Но тоттмейстер Бергер только покачал головой, как бы удивляясь подобному неуместному упорству, достал из кобуры свой пистолет – тоже «маузер», только компактный, модель десятого года - повертел его в руке и легко положил на стол, как какую-нибудь папиросную пачку.

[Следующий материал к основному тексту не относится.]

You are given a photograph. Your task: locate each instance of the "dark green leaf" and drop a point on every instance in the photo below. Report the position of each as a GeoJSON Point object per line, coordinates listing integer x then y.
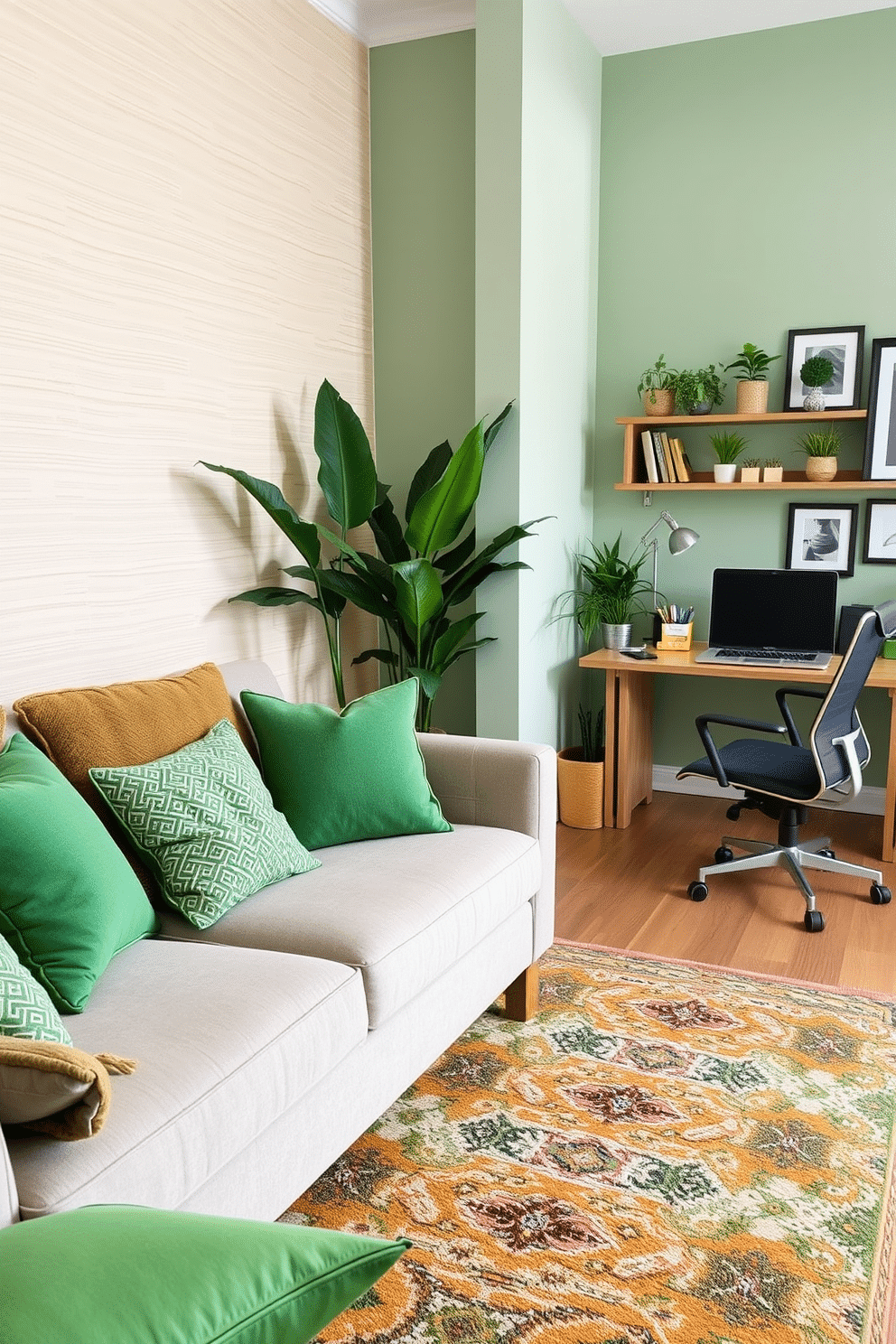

– Трибунал соберется нескоро, - заметил тоттмейстер Бергер, - Здесь идет война, если вы заметили. Но я могу рассказать кое-что, чтоб не томить ваше любопытство. Итак… Я отравил Хааса два дня назад. Он умер легко и спокойно, уверяю вас. Без тех мучений, которые испытывает заживо освежеванный осколком или попавший под струю огнемета. Его душа отлетела почти мгновенно, и я ее не удерживал. Так что нет, Хаас не мучился, глядя как я использую его тело для низменных и подлых вещей. Наверно, он даже не знал, что умер. «Мистраль» был взят мной из его памяти. Название показалось мне символичным. И я использовал его, чтоб уничтожить двести четырнадцатый полк. Заметьте, господин оберст, я щажу ваши чувства. Не говорю, что это вы уничтожили своих людей, точнее, ваша гордыня. Нет, я готов принять на себя эту ответственность. Более того, именно себя я считаю их убийцей. Почему вы так удивлены? Я недостаточно похож на кровожадное чудовище в человеческом обличье? Вы полагали, что чужие смерти должны меня радовать? Что я сделал это оттого, что так желала моя извращенная натура?

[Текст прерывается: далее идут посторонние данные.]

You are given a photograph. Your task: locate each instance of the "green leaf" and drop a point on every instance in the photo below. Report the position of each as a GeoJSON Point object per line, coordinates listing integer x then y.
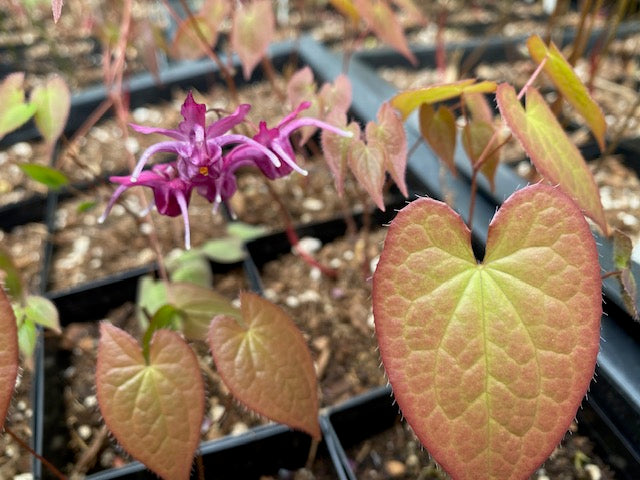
{"type": "Point", "coordinates": [27, 337]}
{"type": "Point", "coordinates": [406, 102]}
{"type": "Point", "coordinates": [154, 410]}
{"type": "Point", "coordinates": [48, 176]}
{"type": "Point", "coordinates": [199, 305]}
{"type": "Point", "coordinates": [15, 112]}
{"type": "Point", "coordinates": [8, 355]}
{"type": "Point", "coordinates": [252, 31]}
{"type": "Point", "coordinates": [489, 361]}
{"type": "Point", "coordinates": [266, 364]}
{"type": "Point", "coordinates": [569, 85]}
{"type": "Point", "coordinates": [53, 102]}
{"type": "Point", "coordinates": [224, 250]}
{"type": "Point", "coordinates": [438, 128]}
{"type": "Point", "coordinates": [551, 150]}
{"type": "Point", "coordinates": [10, 276]}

Тоттмейстер Бергер рассмеялся, и от этого смеха Дирка замутило. От смеха или от того, что он сам, как и прежде, был соединен со своим мейстером невидимым проводом, который и держал его над поверхностью океана смерти?
– Я сделал это потому, что люблю свою страну и свой народ, господин оберст.
– Не смейте говорить о стране, мерзавец!
– Почему? В отличие от вас, ради своей родины я поступился тем, что является самым святым для каждого живущего. Я стал убийцей, самолично отдал дьяволу свою бессмертную душу. Потому, что этого требовала Германия. Готовы ли вы, оберст, похвастаться тем же?..
– Замолчите!
– Вот она, настоящая жизнь, - улыбка тоттмейстера Бергера была холодна, как ружейный металл, - Вот он, типичный человек. Он жаждет от тебя подвига, он молит о чуде, но он не хочет знать подноготную этого чуда, потому что внутренне боится его. Все одинаковы. Подвиг должен быть эффектен, возвышен, исполнен благородных чувств. Он должен быть прост и элегантен, как скульптура, которую можно водрузить в подходящем летнем парке, окружить жимолостью и поставить рядом военный оркестр. Все кричат – дайте нам чудо, дайте нам подвиг!.. Только пусть это чудо будет чистенькое, прилизанное и аккуратное. Чудо, заляпанное несвежей кровью, вызовет ужас. Как у вас сейчас, оберст. Вы понимаете, что я сделал больше, чем весь ваш полк за последний год, но вы не можете этого принять. Что ж, при всех своих достоинствах вы всего лишь человек.